There is remarkably little future left to be mortgaged in New Orleans outside of The Brow, and what’s there can’t possibly be too attractive to other teams. No one wants Asik at $10 million a year. Holiday and Evans are free agents in July. The most recent pick ups, E’Twaun Moore and Solomon Hill, are defense-first role players that won’t relieve any offensive pressure from Davis. The Pelicans have Buddy Hield (a soon to be 23-year-old rookie) and all of their own future firsts. But time is running short. It may seem like Davis’ potential 2020 free agency is a long ways off, but it’s really not. Ask Oklahoma City how quickly the apocalypse comes.

So, what do you do? You don’t trade stars the wattage of Davis unless they beg for it. The only star this hot to be traded this young was Kareem Abdul-Jabbar in 1975. Kareem basically demanded to be traded to New York or L.A. He got his wish. Davis isn’t going to do this, and New Orleans wouldn’t likely comply if he did.
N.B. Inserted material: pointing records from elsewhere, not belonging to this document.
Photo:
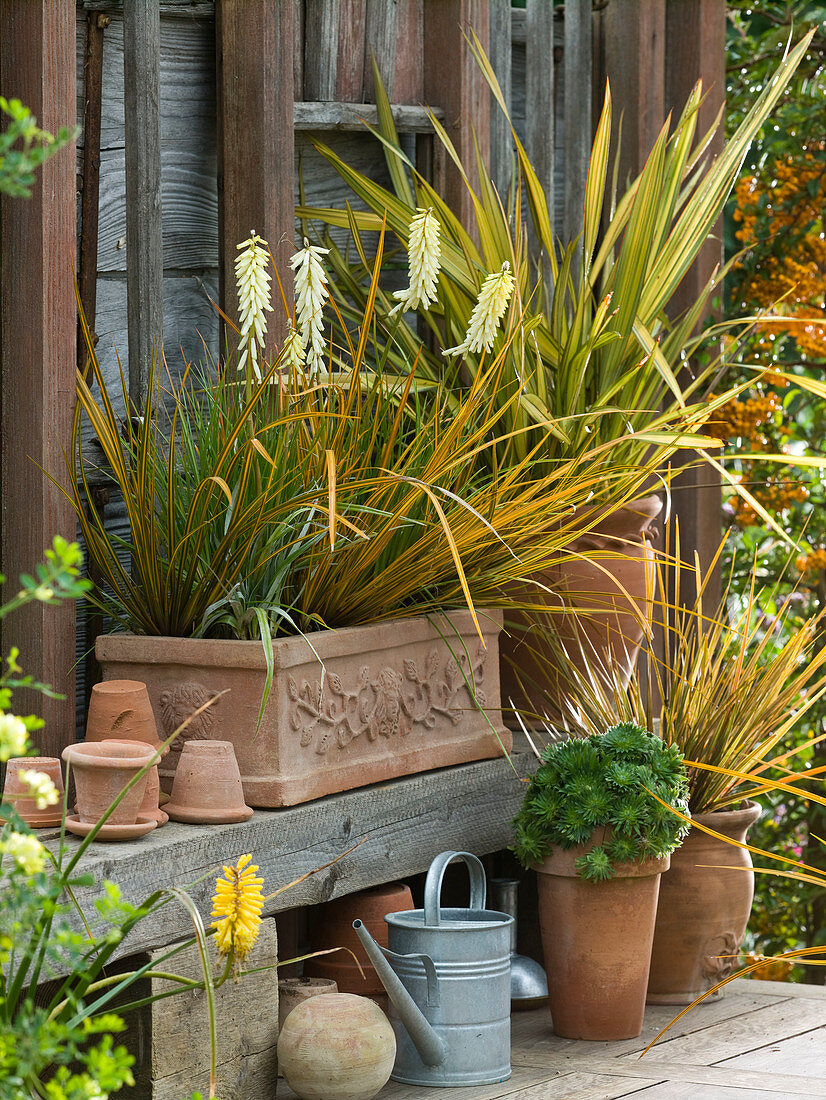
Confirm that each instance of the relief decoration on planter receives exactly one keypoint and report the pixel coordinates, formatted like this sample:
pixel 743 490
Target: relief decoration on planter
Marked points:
pixel 719 957
pixel 385 702
pixel 182 701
But the status quo is an uneasy waste of Davis’ prime. It’s all quite unfortunate for the basketball world, for Davis and for New Orleans, who should be ecstatic — not nervous — playing host to such a bright light.

Perhaps there’s still time for the Pelicans to at least make it interesting, as the Thunder did over the past three years. Perhaps in this case, moderate success can be enough and the binary championship-or-bust mentality can be set aside as a victim of realism. Perhaps the Pelicans can be something like average, allowing Davis’ brilliance to stand on a more solid platform. Or just maybe we can ignore the approaching future and bask in the glory of The Brow as it exists. Wins are overrated anyway.